Silicon Valley. (Photo: Patrick Nouhailler/Flickr)

The apple doesn't fall far from the tree. Long-distance migration is remarkable, the exception to the rule (an actual "law" of migration). Why are large, dense cities typically centers of innovation and creativity? Most migrants only proceed a short distance, and toward centers of absorption:

Labor as a primary conduit for IT spillovers has implications for their geographic scope. More than other mechanisms, labor mobility tends to be local, so the economic effects of IT spillovers are likely to be stronger over smaller distances. This assertion is consistent with an extensive and influential literature on the role of geography for R&D spillovers, where scholars have found that R&D spillovers tend to be stronger over smaller distances (Jaffe, Trajtenberg, and Henderson 1993; Audretsch and Feldman 1996). Higher R&D spillovers in some regions are due in part to the importance of employee mobility for facilitating knowledge transfer (Audretsch and Stephan 1996; Almeida and Kogut 1999). The importance of labor mobility for the transmission of IT skills suggests that geography will also be important for understanding IT spillovers, and this argument is supported by the well-documented importance of labor mobility within high-tech clusters for economic growth (Saxenian 1996; Bresnahan and Gambardella 2004), which emphasizes the importance of location for high-tech innovation, and argues that the flow of technical skills among firms is a principal driver of the rapid innovation rates observed for firms in these cities.

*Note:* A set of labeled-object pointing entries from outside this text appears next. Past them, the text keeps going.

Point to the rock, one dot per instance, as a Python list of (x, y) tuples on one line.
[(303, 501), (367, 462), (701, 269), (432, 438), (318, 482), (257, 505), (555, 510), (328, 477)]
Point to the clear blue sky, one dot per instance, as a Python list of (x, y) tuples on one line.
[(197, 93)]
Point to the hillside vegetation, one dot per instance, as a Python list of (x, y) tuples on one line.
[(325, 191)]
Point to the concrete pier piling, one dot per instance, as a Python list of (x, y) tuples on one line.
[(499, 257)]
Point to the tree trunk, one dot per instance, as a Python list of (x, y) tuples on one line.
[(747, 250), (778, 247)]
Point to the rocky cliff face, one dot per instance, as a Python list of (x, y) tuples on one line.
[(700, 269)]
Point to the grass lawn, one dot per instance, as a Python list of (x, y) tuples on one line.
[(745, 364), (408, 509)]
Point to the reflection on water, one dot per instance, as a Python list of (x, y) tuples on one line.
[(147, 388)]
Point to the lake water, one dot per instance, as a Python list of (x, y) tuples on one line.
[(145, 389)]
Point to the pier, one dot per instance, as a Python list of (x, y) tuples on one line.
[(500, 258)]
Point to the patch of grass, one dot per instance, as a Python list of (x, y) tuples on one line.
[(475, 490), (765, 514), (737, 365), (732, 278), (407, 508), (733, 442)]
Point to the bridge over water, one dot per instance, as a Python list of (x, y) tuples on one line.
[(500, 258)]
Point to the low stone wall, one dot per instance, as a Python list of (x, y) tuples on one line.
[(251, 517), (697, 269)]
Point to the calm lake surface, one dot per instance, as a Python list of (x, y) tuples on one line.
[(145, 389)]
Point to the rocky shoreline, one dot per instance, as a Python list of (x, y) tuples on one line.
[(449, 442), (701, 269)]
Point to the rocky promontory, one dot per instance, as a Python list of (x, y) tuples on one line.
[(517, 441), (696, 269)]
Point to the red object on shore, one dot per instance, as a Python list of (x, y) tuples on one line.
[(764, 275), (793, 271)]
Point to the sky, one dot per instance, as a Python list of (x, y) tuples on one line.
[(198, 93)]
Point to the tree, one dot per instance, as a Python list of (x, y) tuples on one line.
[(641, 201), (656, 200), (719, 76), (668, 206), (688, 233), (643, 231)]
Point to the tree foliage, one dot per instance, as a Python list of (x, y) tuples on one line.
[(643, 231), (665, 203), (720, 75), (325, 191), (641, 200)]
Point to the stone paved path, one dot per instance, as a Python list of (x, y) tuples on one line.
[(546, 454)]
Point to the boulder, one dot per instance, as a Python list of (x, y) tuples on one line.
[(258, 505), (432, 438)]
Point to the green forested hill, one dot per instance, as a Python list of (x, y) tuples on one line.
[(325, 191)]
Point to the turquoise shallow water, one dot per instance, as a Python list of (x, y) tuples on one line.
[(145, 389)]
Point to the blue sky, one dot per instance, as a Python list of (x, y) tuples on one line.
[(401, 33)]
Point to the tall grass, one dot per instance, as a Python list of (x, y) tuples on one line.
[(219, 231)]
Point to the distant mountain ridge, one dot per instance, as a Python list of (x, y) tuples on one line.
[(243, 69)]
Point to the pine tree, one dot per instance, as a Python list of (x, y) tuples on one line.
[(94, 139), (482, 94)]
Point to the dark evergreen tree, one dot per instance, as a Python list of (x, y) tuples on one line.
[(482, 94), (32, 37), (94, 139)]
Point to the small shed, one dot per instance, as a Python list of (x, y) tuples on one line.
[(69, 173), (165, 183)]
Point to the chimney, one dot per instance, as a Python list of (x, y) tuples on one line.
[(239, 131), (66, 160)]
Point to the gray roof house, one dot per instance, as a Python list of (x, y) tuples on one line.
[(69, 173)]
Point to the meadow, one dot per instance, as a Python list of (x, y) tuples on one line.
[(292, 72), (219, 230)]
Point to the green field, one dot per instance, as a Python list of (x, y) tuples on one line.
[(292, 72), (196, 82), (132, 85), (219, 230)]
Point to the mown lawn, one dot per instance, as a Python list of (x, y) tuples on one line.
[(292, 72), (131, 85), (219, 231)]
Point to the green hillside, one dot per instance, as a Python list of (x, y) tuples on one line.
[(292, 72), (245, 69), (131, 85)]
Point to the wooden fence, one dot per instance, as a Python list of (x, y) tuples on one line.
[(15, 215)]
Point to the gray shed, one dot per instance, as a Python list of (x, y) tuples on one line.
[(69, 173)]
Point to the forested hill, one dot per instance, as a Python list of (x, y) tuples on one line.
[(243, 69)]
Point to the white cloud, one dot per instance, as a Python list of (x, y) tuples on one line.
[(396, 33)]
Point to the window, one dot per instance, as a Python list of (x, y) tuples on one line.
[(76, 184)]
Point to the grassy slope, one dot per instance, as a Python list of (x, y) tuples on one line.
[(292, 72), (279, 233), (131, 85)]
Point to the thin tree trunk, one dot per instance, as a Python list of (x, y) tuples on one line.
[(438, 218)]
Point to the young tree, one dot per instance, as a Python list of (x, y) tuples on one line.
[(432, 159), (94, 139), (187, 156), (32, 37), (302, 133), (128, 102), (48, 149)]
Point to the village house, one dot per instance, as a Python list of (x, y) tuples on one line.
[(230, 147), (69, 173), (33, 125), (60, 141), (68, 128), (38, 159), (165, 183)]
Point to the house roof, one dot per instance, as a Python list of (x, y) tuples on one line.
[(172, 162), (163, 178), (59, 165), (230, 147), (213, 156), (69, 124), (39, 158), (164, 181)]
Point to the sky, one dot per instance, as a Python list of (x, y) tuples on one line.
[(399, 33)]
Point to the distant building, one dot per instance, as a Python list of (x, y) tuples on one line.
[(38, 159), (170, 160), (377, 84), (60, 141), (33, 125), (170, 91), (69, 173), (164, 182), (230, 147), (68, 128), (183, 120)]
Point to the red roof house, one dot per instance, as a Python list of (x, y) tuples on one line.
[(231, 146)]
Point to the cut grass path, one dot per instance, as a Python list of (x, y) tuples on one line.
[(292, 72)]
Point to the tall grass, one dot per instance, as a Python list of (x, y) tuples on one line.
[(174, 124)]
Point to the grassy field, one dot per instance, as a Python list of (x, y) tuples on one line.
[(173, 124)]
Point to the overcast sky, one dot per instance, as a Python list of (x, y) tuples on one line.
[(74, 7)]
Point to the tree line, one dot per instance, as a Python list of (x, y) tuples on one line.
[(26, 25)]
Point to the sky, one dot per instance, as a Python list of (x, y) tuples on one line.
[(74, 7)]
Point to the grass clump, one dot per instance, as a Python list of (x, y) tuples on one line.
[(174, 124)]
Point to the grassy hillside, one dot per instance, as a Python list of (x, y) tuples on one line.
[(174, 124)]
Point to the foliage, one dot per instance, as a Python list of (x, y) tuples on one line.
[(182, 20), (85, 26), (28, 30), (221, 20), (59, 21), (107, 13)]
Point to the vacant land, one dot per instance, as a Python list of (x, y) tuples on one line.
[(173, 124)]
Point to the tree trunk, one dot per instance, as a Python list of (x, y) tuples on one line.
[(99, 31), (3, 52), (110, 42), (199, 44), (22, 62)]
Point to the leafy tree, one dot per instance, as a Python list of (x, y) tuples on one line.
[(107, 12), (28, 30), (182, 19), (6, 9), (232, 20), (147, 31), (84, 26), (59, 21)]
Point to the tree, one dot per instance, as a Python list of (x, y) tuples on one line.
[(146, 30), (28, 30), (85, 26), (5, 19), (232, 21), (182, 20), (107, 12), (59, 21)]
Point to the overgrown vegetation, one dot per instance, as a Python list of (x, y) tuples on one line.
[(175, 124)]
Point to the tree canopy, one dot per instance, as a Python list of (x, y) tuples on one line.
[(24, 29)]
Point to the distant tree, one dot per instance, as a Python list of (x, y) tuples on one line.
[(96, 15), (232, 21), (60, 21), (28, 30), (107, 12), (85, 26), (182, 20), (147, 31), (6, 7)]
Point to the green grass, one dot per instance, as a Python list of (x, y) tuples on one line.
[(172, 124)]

I left in the citations from the paper, titled "Job Hopping, Information Technology Spillovers, and Productivity Growth." The part of the passage I highlighted explains how this research fits within the dominant scholarly narrative. Because most migration (i.e. "labor mobility") covers a short distance, spillovers appear to agglomerate in large, dense cities. But talent migration as a primary conduit of IT spillovers doesn't preclude long-distance spillovers, as noted by AnnaLee Saxenian in "Local and Global Networks of Immigrant Professionals in Silicon Valley" (PDF).

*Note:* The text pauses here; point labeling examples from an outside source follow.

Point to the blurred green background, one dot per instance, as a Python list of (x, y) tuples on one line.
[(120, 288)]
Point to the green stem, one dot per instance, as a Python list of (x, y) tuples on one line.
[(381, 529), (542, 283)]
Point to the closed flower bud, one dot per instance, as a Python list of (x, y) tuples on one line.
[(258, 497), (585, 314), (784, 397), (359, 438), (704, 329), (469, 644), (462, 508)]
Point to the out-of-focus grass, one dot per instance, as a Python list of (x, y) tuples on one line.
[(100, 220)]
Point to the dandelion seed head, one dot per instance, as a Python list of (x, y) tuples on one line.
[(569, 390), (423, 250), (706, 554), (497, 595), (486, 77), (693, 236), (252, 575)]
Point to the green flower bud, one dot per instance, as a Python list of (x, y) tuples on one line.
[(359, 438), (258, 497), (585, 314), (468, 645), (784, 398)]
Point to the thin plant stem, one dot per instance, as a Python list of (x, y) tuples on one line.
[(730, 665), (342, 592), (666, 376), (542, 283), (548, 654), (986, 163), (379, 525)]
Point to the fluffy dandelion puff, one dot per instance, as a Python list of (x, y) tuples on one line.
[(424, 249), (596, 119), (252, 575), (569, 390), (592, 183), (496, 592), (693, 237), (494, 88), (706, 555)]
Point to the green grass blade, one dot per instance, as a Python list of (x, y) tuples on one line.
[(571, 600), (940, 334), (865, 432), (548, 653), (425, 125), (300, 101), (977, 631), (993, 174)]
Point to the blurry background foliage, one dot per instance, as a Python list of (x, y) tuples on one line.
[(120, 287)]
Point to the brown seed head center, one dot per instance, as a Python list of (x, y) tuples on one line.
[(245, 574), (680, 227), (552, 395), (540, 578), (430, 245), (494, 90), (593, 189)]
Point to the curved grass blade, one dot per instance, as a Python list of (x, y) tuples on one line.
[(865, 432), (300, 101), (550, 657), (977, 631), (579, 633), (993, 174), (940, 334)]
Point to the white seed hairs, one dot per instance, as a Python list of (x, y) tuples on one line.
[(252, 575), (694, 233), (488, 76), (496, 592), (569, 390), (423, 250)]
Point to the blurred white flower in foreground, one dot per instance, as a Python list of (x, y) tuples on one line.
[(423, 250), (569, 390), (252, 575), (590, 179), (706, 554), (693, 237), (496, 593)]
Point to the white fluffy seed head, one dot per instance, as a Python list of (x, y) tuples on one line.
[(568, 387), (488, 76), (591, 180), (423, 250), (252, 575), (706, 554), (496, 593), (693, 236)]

That the findings are consistent with the academic literature on urban economic theory is a good thing. The extensively observed holds true. But the usual explanation for the extensively observed takes on a lot of water. Without migration, there is no innovation.

If not innovation districts, then how should we spur innovation and creativity? To the footnotes!

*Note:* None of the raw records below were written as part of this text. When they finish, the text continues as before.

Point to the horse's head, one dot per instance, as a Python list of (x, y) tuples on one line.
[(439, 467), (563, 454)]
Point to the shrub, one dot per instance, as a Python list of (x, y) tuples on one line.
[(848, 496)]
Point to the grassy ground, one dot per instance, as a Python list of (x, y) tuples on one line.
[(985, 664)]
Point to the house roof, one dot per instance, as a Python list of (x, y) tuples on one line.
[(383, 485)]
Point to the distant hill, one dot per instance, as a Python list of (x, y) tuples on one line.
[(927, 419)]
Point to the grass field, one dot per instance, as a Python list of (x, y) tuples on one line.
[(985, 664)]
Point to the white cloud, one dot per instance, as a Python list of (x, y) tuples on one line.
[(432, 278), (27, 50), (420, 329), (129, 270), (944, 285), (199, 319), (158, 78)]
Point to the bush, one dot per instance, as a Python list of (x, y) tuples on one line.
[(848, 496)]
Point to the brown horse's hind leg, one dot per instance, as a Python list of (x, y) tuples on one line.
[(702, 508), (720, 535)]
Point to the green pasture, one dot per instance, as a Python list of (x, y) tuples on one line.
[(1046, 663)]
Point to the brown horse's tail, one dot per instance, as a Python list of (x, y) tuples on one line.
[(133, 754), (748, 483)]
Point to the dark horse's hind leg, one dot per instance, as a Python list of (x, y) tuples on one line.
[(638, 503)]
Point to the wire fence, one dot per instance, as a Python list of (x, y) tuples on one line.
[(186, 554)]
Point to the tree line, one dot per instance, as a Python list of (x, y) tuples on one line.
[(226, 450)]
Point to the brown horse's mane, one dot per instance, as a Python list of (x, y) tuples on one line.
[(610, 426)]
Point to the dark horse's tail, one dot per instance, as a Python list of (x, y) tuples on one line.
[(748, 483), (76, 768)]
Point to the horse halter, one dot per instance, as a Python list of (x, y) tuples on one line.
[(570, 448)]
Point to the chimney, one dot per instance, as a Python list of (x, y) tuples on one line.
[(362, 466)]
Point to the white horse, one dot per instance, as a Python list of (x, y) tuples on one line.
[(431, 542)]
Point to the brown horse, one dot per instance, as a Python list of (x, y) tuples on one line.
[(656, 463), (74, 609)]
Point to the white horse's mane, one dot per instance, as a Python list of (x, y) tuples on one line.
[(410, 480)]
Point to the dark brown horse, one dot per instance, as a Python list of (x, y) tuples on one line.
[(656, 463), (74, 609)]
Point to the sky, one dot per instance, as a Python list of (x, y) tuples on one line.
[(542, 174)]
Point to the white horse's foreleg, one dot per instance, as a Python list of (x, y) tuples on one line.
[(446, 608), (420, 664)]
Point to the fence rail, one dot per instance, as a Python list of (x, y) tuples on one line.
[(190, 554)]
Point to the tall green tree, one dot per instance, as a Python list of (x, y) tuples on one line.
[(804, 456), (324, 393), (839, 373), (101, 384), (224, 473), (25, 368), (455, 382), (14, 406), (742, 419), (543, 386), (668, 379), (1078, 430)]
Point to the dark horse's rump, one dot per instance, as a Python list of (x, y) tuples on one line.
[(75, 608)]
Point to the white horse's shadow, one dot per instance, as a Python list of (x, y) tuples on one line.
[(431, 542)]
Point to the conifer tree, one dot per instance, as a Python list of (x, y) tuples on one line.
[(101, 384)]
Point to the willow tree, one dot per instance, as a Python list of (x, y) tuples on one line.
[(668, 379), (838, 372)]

The economic importance of this type of employee mobility in the IT sector is suggested by recent press covering the Department of Justice investigation of collusive non-poaching agreements in several prominent technology firms (Catan & Kendall, 2010), as well as in coverage of the difficulties faced by large tech firms in slowing the defection of employees to competitors (Efrati & Morrison, 2010).

Footnote #1 expounds upon this sentence: "This is consistent with patterns observed for the spread of other general-purpose technologies—for example, economists have hypothesized that skilled engineers were important for the diffusion of know-how required for the installation of the electric dynamo in US factories (David, 1990)." Academic literature cavorts with current events.

We don't need innovation districts or greater density. We should 86 non-compete agreements. We need more migration.